Many communities in northern Colorado are bracing for possible flooding this spring as the mountain snowpack melts or if heavy rains fall onto already-saturated ground.
They have reason to worry. Flash flooding has a long history in the area.
In fact, the first deadly flood in Denver history occurred on this date 150 years ago, May 19, 1864. A spring rain storm caused flash flooding along the Cherry and Plum creeks. An estimated 15-20 people died.
Denver sat on the northeast bank of Cherry Creek, while at the time of the Great Flood of 1864 Auraria was a separate city, growing on the southwest bank.
Auraria is lower lying, so Denver, except for right along the creek wasn't, affected," CU-Denver history professor Tom Noel says. "But Auraria, where the Auraria higher education campus is today, was underwater. And quite a few buildings were washed downstream."

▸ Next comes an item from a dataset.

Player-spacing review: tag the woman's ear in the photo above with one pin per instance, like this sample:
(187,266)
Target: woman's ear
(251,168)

One of the most prominent buildings destroyed was the home of the Rocky Mountain News. Founder William N. Byers had perched the newspaper building on stilts in the middle of Cherry Creek, despite warnings from Little Raven, the Chief of the Arapahoe Indians.
"The Indians predicted there would be a great flood and warned not to build in that flood plain, but, as usual, the palefaces ignored the Arapahoe who had lived here for decades," Noel says.
Noel says Coloradans are still learning the lessons of the Great Flood of 1864.
Last fall massive flooding caused widespread damage across the Front Range when some typically tame waterways overtopped their banks just like 150 years ago.